凌統:あのとき周瑜さんや程普さん、呂蒙さんや俺たちのいる主軍は、南郡の曹仁とにらみ合ってて、夷陵に兵を割くかどうかでひと揉めしてね。夷陵を救援して、却って南郡の最前線が陥落すれば、元も子もないからね。だから、夷陵の甘寧を助けに行けない、というのが大方の意見だった。けど…

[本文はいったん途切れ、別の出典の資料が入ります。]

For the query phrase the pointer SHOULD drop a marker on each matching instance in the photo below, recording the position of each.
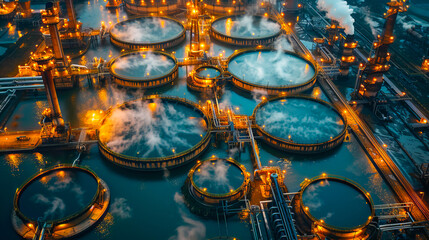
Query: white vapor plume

甘寧:そうそう!! そのときにおっさんが俺を助ける策を…くっ、ありがてえ!!

凌統:そ。呂蒙さんは敵味方の兵数や将帥の力を量って、夷陵の甘寧の救援を提案したんだ。夷陵の包囲は、周瑜さんや呂蒙さんが行けば簡単に破れるし、その間の南郡最前線は俺の力があれば防衛しきれる、ってね。
しかも呂蒙さんは、「夷陵の周辺の道に障害物を置いておけば、敵が馬を置き捨てていくだろう」って周瑜さんに献策したんだ

甘寧:その結果、周瑜さんと呂蒙のおっさんが、夷陵に来たその日に敵を蹴散らしてくれて、しかもあの障害物のおかげで何百もの馬を手に入れた

凌統:俺もその間、最前線を守り通した。呂蒙さんが俺を買ってくれたんだ…ちっとはがんばらないとね。甘寧のため、ってのが癪だったけどな

甘寧:けっ、うるせぇやい!!

陸遜:この夷陵救援をきっかけに味方の士気が上がり、曹仁を撤退させて南郡を獲得したんですよね。せっかく勝ち取った南郡は、殿が劉備に貸しちゃいましたけど…。
てか、この頃私は呉の山岳地方の異民族討伐に一生懸命で、微妙に会話の蚊帳の外に…(泣)

甘寧:まあ仕方ねえよ陸遜(笑)。
南郡を攻略した後も、おっさんの策は冴えてたな。濡須に砦を作ったり、穀倉地帯の皖にいち早く目をつけて攻略したり、建安20年(215)に荊州の件で殿と劉備がもめた時に、殿の命令で瞬く間に荊州の長沙・零陵・桂陽の三郡を攻略したり。これらの献策のおかげで、対魏・対荊州戦線がやりやすくなったな

陸遜:そういえば、呂蒙殿の成長を見た魯粛殿が「呉下の阿蒙にあらず!!」って名言を残しましたね

甘寧::これに答えた呂蒙さんが「刮目せよー!」って言ったのも名言になってるよな

陸遜:「刮目せよー!」と言いますか、「士の別れて三日ならば、即ち更に刮目して相待つべし」ですけどね(笑)

荊州奪取

陸遜:魯粛殿と呂蒙殿がこの会話をしたのは、周瑜殿が亡くなった直後の建安15年(210)ですね。このとき呂蒙殿は、これから関羽と境を接する地に赴く魯粛殿に、対関羽の策を提案してます。この頃から呂蒙殿は荊州についての戦略を練っていたんですね

凌統:呂蒙さんが成し遂げた功績で何が一番すごいかってーと、あの関羽を討って荊州を取り戻したことだよな

陸遜:ええ。荊州は、劉備と殿がもめる一番の係争地でしたから。劉備に好意的だった魯粛殿がいたときすら、荊州問題で呉蜀が一触即発の状態になったことがありますよね。荊州を奪取して、この係争に終止符を打ったのが呂蒙殿。
しかも、この荊州奪取によって、三国時代の三国の境界がほぼ定まりましたから、その意味でも呂蒙殿の功績は大きいといえますね

甘寧:おっさんは前々から荊州戦略を練ってたけど、それを実行に移す機会が、建安24年(219)の関羽の樊城征伐だよな

凌統:あの時は、関羽が荊州の根拠地・南郡を離れて、曹仁のいる樊城に行ってたな。この隙に呂蒙さんは荊州を取ろうと、行動を起こした。でも…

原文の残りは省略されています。